La imagen que me devuelve el espejo es satisfactoria y eso que son las ocho de la mañana. Esta noche lo último que vea será también mi rostro, en esa misma superficie cuando me pase el desmaquillador y me ponga el uniforme de noche, es decir, el pijama.
Seguramente en el fondo de mis ojos o de mi mente conservaré los últimos destellos de la pantalla de la televisión a la que he engañado con el vídeo de una de mis películas favoritas, visionada una y más veces.
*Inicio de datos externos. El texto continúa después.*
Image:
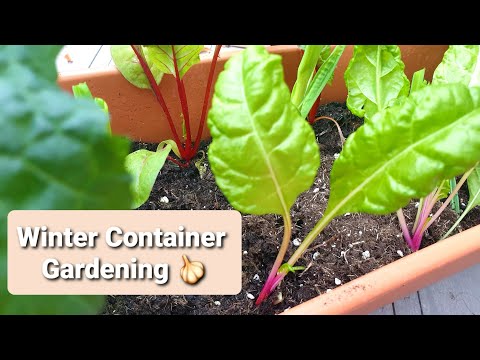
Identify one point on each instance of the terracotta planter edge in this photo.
(138, 116)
Pero hay imágenes que van más allá del universo neuronal y rompen el silencio con voces singulares como la de los Bee Gees. Ellos se van, y vuelven las partituras cargadas de música, siempre a mi lado, delante, en el costado, sobre mis hombros, convirtiendo mis pies en aladas superficies danzantes. Juego de notas imposibles con letras que me piden que no llore, pero que consiguen que lo haga.
«Corre hacia mí siempre que estés sola». Que sabiduría tan fantástica la de la música que percibe el alcance de lo imposible y me llena de fuego, de luz, de agua, de sentimientos, de fuerza.
Escribo y me acompañan. Mi jornada laboral empieza. Y ellos dirigen mi teclado hacia zonas cargadas de adrenalina, de fuego cruzado, de desobediencia, de realidad desolada, de libertad respondona. Inteligencia emocional en estado puro que me levanta de mi sillón y me pone en un espacio lúcido de contradicciones.
Recuerdo que tengo que escribir sobre dictaduras y esposas de dictaduras de cuello sirio, de jirafa.
Cambio de son. Surge Donna Summer bostoniana con aspecto de chica mala, vestida para matar las malas conciencias. Se llenan mis venas de silencios táctiles que queman.
No tengo escapatoria. Entre falsete y rock sicodélico, me olvido de escribir sobre las mujeres tóxicas. Lo haré más tarde o nunca.
¿Qué hicieron ellas con su voz para merecer un lugar entre líneas? Nada.